Review: Bonnie “Prince” Billy – Pond Scum

SLUGmag

Bonnie “Prince” Billy
Pond Scum

Drag City
Street: 01.22
Bonnie “Prince” Billy = Bill Callahan + Magnolia Electric Co.

Shine the evangelists, the organized religion, the righteous cry for morality: Listen to Bonnie “Prince” Billy and be renewed. The American singer-songwriter resurrects the infamous John Peel Sessions with Pond Scum, a 12-track curation of archived Peel demos that renders a concordanced and thought-provoking listen. Beginning with the ironically sober “(I Was Drunk At The) Pulpit,” Pond Scum proceeds to immerse itself in the spiritual—God, death, temptation—before ending, terse and pained, with “The Idol On The Bar.” The interim is Billy preaching his sermons—delivered in bare-bone framework and fractured warble, decimating preconceived notions while championing individuality. (This is the guy whom Johnny Cash covered on volume three of his American series.) Despite waxing theological, Billy’s off-kilter hymnals avoid piety, appealing instead—lyrically and otherwise—to the crux of it all: belief.

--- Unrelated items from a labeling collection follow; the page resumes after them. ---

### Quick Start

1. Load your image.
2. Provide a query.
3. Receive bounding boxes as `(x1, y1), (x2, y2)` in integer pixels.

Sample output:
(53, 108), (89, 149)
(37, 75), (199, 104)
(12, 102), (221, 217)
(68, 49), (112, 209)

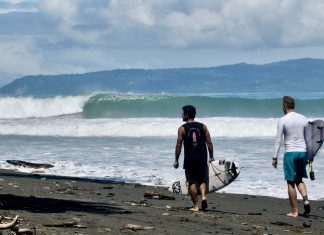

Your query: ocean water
(0, 92), (324, 200)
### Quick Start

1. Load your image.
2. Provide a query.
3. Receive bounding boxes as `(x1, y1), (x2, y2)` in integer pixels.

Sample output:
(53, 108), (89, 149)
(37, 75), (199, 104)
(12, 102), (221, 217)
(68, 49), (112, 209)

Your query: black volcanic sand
(0, 170), (324, 235)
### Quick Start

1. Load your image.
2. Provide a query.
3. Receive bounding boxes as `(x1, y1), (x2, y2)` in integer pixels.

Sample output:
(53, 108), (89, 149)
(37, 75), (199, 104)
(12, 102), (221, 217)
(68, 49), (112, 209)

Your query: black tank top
(182, 122), (207, 169)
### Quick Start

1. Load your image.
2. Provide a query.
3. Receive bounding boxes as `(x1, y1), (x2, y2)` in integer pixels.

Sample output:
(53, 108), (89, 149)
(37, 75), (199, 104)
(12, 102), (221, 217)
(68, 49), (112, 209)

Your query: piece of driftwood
(6, 160), (54, 169)
(123, 224), (155, 231)
(11, 225), (36, 235)
(0, 215), (19, 229)
(144, 191), (175, 200)
(43, 221), (78, 227)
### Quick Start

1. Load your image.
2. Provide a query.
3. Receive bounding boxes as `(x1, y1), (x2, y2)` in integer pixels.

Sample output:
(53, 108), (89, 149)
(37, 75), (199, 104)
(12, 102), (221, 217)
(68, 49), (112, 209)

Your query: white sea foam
(0, 96), (88, 119)
(0, 117), (277, 137)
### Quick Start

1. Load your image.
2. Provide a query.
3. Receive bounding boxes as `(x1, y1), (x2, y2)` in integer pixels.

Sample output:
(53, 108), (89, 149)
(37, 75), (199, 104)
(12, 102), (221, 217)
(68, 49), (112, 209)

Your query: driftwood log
(43, 221), (78, 227)
(0, 215), (19, 229)
(0, 215), (36, 235)
(144, 191), (175, 200)
(123, 224), (155, 231)
(6, 160), (54, 169)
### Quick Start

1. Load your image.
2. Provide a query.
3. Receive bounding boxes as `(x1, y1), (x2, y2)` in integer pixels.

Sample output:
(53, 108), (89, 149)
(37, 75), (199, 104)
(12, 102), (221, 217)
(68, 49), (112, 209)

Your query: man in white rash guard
(272, 96), (310, 217)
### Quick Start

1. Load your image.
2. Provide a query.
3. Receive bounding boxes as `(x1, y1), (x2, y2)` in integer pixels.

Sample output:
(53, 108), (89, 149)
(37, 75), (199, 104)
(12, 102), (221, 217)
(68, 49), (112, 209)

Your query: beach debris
(123, 224), (155, 231)
(11, 225), (36, 235)
(43, 221), (78, 227)
(0, 215), (19, 229)
(144, 191), (175, 200)
(303, 221), (312, 228)
(6, 160), (54, 169)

The album ascends from a stretch of eight years and three BBC Radio 1 visits, an indiscernible fact given its seamlessness. While sonically cohesive, and greatly so, Pond Scum’s sound is strikingly paradoxical to its underlying theme. Grounded in acoustics, the album’s spirit is that of snake-handling, Bible-thumping, faith-healing Appalachia. It rings turn-of-the-century religious, full brick-and-mortar, like Paul Dano as Eli Sunday in There Will Be Blood. The aphoristic “When Thy Song Flows Through Me” revives with the breath and clarity of monastery bells, breaking through its original uncertainty on 1998’s Blue Lotus Feet; “The Cross,” a strummed-out Prince cover, could be a worship song at the Westboro Baptist Church. Billy himself, contrastingly, is the counterculture: the black sheep, the excommunicated, the seeker reaching higher than the steeple. Just as he strips his songs of noise and percussion, Billy strips God of material connotation. He addresses (and apes) ecclesiastical fear of impending doom on “Arise, Therefore” and croaks intrepidly about life’s expiration on “Death To Everyone.” His conscience frays on “Pulpit” as he wearily confronts the plight of outward sin and inward change. He gives voice to praise and sorrow, his weighted strings struggling to underscore his lamentations. The contrast is palpable, like Jenny Lewis singing over a gospel choir, and clearly distinguishes—to the hearing ear—subjective faith from objective religion.

The compilation itself is diverse—a pair of “Get On Jolly” pieces, a second cover, an as-of-yet-unreleased tune called “Beezle”—and is highly representative of Billy as an artist. He has shared the pulpit before (see: Silver Jews, Boxhead Ensemble), but like many a great singer-songwriter, he is best heard on his own: singing, strumming, sifting through the nonsense. Pond Scum is a devotional, a confessional, an intimate experience—one likely to appease steadfast members of Billy’s fold while simultaneously converting new ones. It might not hit you at first—like truth, Billy’s sparseness and simplicity prove stubborn to take root—but the message, once entrenched, calls. It calls to us parabolic pond scum, us degenerative microcosms in otherwise living water. It calls to the counterculture.